Quercetin suppress microglial neuroinflammatory response and induce antidepressent-like effect in olfactory bulbectomized rats

•Depression is associated with decline in mental and functional capacities.•Olfactory bulbectomy (OBX) is a reliable model to assess chronic antidepressants.•OBX-induced behavioral, biochemical, molecular and histopathological changes.•Possible oxidative-nitrosative stress induced neuroinflammation and cell death.•Synergistic effect of quercetin and minocycline as compared to monotherapy.

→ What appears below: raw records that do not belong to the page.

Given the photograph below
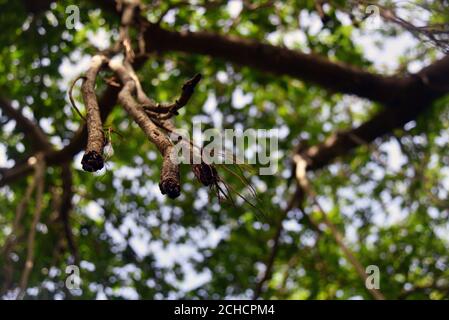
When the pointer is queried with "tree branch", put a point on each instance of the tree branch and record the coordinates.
(336, 77)
(93, 156)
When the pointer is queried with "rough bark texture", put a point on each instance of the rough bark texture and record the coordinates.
(170, 180)
(93, 157)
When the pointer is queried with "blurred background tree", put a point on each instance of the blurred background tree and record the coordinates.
(359, 96)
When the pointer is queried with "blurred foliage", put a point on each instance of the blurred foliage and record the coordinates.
(135, 243)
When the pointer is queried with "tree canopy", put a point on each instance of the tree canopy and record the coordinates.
(358, 94)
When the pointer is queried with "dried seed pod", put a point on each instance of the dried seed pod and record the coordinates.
(205, 173)
(92, 161)
(170, 180)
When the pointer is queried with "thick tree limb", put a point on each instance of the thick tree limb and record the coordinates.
(169, 183)
(430, 84)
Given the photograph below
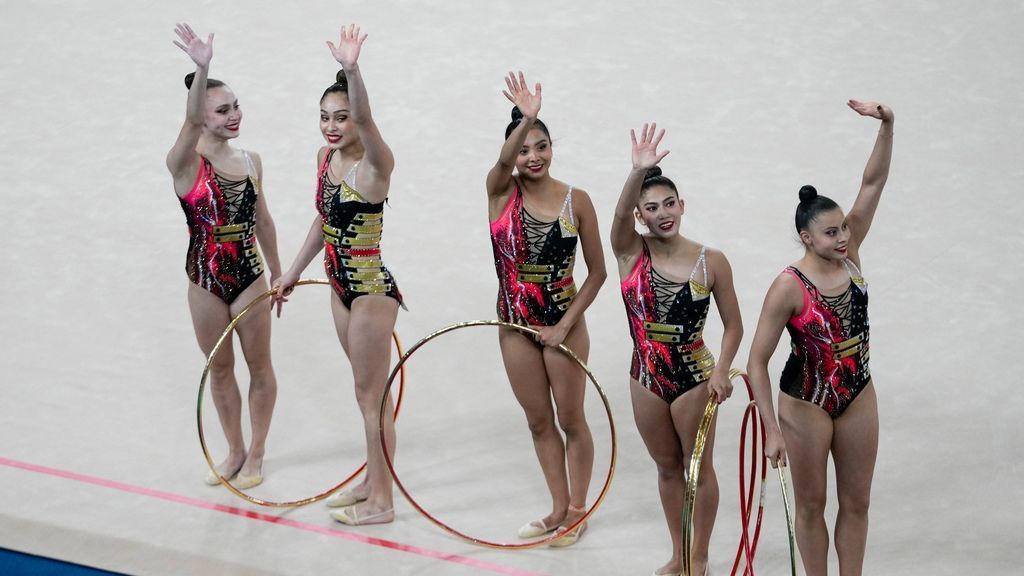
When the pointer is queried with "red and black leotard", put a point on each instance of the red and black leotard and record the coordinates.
(534, 260)
(351, 239)
(221, 216)
(667, 320)
(828, 364)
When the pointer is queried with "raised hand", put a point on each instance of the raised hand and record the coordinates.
(875, 110)
(518, 94)
(199, 51)
(347, 50)
(645, 154)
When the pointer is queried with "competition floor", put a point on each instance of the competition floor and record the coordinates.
(99, 462)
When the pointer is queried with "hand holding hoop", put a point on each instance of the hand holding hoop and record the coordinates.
(479, 541)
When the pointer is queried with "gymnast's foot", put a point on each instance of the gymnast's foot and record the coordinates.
(227, 468)
(364, 513)
(349, 497)
(543, 526)
(251, 472)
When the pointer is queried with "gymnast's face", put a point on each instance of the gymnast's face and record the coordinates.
(223, 116)
(336, 121)
(535, 156)
(827, 235)
(660, 210)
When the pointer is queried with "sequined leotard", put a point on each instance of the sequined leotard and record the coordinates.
(534, 260)
(221, 216)
(828, 363)
(667, 321)
(351, 239)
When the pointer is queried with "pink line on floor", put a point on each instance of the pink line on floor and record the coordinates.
(263, 518)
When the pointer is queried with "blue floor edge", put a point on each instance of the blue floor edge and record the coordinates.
(13, 563)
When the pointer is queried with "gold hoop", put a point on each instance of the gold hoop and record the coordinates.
(691, 483)
(480, 541)
(202, 387)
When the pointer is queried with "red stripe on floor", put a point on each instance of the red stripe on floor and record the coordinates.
(263, 518)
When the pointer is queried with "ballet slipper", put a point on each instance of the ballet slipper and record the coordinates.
(350, 517)
(535, 529)
(342, 499)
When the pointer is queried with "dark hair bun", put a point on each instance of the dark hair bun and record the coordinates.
(807, 194)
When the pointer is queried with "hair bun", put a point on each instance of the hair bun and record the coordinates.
(652, 172)
(807, 194)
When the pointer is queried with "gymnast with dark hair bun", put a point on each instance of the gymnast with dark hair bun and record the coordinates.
(220, 190)
(536, 222)
(352, 182)
(668, 282)
(827, 403)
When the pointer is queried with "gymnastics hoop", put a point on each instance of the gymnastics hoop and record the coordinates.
(691, 483)
(202, 387)
(748, 545)
(471, 539)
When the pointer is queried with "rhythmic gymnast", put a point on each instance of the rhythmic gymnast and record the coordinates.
(536, 222)
(352, 182)
(827, 403)
(225, 207)
(668, 281)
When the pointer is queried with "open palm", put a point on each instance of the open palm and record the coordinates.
(645, 154)
(201, 52)
(875, 110)
(347, 50)
(528, 104)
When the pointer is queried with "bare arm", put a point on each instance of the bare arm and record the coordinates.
(500, 176)
(266, 233)
(593, 254)
(378, 156)
(876, 173)
(182, 160)
(728, 309)
(778, 307)
(625, 240)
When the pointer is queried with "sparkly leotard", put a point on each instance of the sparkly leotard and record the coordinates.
(667, 321)
(351, 239)
(534, 260)
(221, 216)
(828, 363)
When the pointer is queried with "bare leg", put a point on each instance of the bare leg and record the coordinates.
(687, 411)
(653, 419)
(254, 334)
(370, 325)
(568, 384)
(525, 368)
(808, 434)
(855, 446)
(210, 317)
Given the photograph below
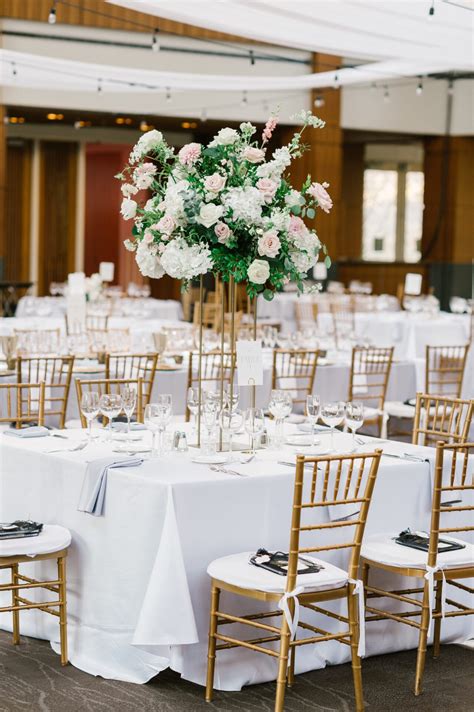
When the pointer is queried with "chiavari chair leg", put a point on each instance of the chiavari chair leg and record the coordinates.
(62, 609)
(437, 621)
(16, 614)
(423, 639)
(211, 654)
(356, 664)
(282, 665)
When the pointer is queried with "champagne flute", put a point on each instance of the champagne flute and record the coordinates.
(90, 410)
(254, 425)
(110, 405)
(354, 418)
(129, 401)
(332, 414)
(313, 407)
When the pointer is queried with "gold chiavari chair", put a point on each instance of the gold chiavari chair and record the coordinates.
(22, 551)
(438, 418)
(294, 370)
(320, 482)
(213, 371)
(133, 366)
(453, 482)
(109, 385)
(56, 372)
(22, 403)
(370, 371)
(306, 314)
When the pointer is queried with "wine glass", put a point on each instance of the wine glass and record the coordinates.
(313, 407)
(129, 401)
(280, 407)
(230, 421)
(354, 418)
(110, 405)
(254, 425)
(90, 409)
(332, 414)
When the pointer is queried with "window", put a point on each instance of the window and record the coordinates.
(392, 213)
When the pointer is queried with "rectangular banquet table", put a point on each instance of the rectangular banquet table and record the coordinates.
(138, 592)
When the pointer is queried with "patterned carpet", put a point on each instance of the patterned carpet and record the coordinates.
(31, 680)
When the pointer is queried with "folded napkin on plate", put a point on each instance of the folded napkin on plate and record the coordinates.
(36, 431)
(92, 496)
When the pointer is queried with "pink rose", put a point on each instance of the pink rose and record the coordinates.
(321, 196)
(253, 155)
(214, 183)
(166, 224)
(269, 244)
(268, 188)
(189, 154)
(143, 175)
(223, 232)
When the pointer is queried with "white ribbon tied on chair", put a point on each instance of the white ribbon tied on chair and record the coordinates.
(359, 591)
(429, 576)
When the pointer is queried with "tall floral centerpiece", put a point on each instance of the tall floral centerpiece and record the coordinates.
(227, 208)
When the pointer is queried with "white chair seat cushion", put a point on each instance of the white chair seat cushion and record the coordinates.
(237, 571)
(383, 549)
(52, 538)
(397, 409)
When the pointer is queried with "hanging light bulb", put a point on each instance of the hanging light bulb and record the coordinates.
(155, 42)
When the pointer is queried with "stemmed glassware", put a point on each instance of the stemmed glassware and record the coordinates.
(313, 407)
(230, 422)
(129, 401)
(110, 405)
(254, 420)
(280, 407)
(332, 414)
(354, 418)
(90, 409)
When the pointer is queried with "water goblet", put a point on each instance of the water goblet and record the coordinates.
(332, 414)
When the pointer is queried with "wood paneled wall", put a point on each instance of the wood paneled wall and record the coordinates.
(17, 217)
(57, 221)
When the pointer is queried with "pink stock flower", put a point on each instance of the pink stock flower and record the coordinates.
(319, 193)
(189, 154)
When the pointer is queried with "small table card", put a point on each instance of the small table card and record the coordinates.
(249, 363)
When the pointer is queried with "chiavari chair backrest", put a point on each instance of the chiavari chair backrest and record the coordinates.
(439, 418)
(294, 370)
(445, 369)
(331, 481)
(109, 385)
(133, 366)
(214, 369)
(56, 372)
(453, 480)
(306, 314)
(370, 371)
(22, 403)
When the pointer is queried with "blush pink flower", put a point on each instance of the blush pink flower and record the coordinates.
(269, 244)
(268, 188)
(189, 154)
(319, 193)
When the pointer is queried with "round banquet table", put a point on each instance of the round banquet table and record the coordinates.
(138, 592)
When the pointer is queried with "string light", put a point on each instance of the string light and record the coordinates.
(155, 42)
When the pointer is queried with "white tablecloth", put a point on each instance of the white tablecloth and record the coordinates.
(138, 593)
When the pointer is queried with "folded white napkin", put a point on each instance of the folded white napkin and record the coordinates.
(92, 496)
(36, 431)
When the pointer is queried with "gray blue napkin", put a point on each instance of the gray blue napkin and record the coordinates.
(92, 496)
(36, 431)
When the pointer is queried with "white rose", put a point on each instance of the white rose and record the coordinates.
(209, 214)
(258, 272)
(128, 208)
(226, 137)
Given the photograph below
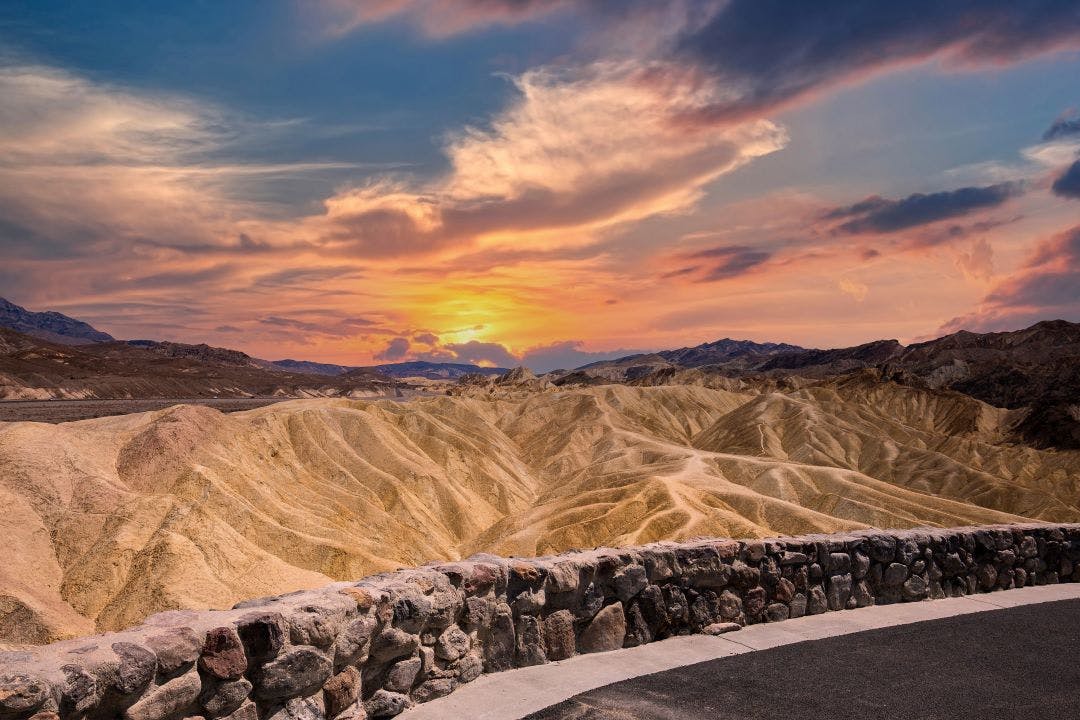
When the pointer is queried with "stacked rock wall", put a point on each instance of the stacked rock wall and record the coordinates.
(375, 647)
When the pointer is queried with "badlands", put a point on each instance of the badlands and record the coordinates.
(111, 519)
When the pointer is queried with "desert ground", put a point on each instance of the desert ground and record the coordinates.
(113, 518)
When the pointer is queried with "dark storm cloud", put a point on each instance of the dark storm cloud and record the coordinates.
(1068, 184)
(301, 276)
(1044, 287)
(778, 50)
(727, 261)
(340, 328)
(881, 215)
(394, 351)
(1067, 125)
(171, 279)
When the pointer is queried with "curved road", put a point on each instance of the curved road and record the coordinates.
(1021, 663)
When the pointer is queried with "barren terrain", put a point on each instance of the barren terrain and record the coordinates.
(111, 519)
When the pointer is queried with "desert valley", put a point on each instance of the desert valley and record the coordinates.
(539, 360)
(116, 518)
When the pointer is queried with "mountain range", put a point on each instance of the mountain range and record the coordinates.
(111, 519)
(211, 370)
(1036, 369)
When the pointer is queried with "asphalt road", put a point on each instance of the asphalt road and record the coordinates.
(1021, 663)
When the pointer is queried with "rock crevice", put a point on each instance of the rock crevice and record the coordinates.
(370, 649)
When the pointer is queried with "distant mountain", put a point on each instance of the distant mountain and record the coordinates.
(720, 352)
(31, 368)
(1037, 368)
(434, 370)
(52, 326)
(201, 353)
(311, 368)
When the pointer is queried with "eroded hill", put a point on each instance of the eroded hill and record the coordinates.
(108, 520)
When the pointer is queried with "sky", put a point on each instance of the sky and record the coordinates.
(540, 182)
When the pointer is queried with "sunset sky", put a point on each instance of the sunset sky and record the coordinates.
(541, 181)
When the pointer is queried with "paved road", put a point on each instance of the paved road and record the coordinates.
(1022, 663)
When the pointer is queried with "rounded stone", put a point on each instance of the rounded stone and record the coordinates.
(223, 655)
(354, 641)
(451, 643)
(402, 675)
(775, 612)
(177, 649)
(894, 574)
(558, 636)
(262, 634)
(167, 701)
(385, 704)
(297, 671)
(391, 643)
(468, 667)
(341, 691)
(432, 689)
(219, 698)
(136, 669)
(21, 694)
(606, 630)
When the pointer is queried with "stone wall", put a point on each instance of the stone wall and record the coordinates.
(375, 647)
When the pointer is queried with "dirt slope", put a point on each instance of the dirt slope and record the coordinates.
(110, 519)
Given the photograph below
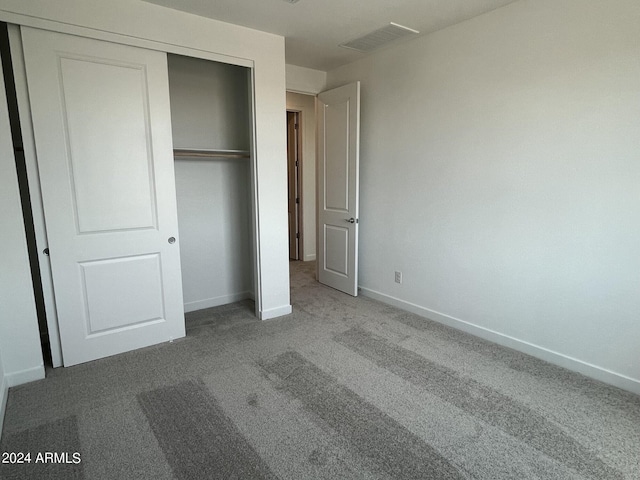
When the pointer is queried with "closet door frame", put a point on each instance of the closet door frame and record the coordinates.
(31, 155)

In rodents, olfactory bulbectomy (OBX) results in several behavioral and biochemical changes, useful as a screening model for antidepressants. Recent evidences suggest that quercetin; a bioflavonoid exhibits a variety of behavioral effects including anxiolytic, antidepressant, etc. Since microglia are commonly implicated in the neuroinflammation cascade of depression, we hypothesized that quercetin might involve microglial inhibition pathway in its antidepressant-like effects. To support such a possibility, we investigated the interaction of quercetin with a known microglial inhibitor (minocycline) against OBX-induced depression in male Wistar rats. In our study, ablation of olfactory bulbs caused hyperactivity in open field arena and increased immobility time in forced swim test (FST) which was coupled with enhanced serum corticosterone levels. Additionally, there were increased oxidative-nitrosative stress markers, inflammatory mediators (tumor necrosis factor-α (TNF-α) and interleukin-6 (IL-6)) along with enhanced apoptotic factor (caspase-3) in both cerebral cortex and hippocampal brain regions of OBX animals. These results were further supported by reports from histopathological analysis. After a surgical recovery period of 2 weeks, treatment with quercetin (40, 80 mg/kg; per oral (p.o.) p.o., 14 days) significantly prevented OBX-induced behavioral, biochemical, molecular and histopathological alterations. Further, combination of sub effective doses of quercetin (20, 40 mg/kg; p.o.) with minocycline (25 mg/kg; p.o.) significantly potentiated their protective effects as compared to their effects alone. Based on our results, we propose that microglial inhibitory pathway might be involved in the neuroprotective effects of quercetin and suppression of oxidative-nitrosative stress mediated neuroinflammation-apoptotic cascade associated with OBX rat model of depression.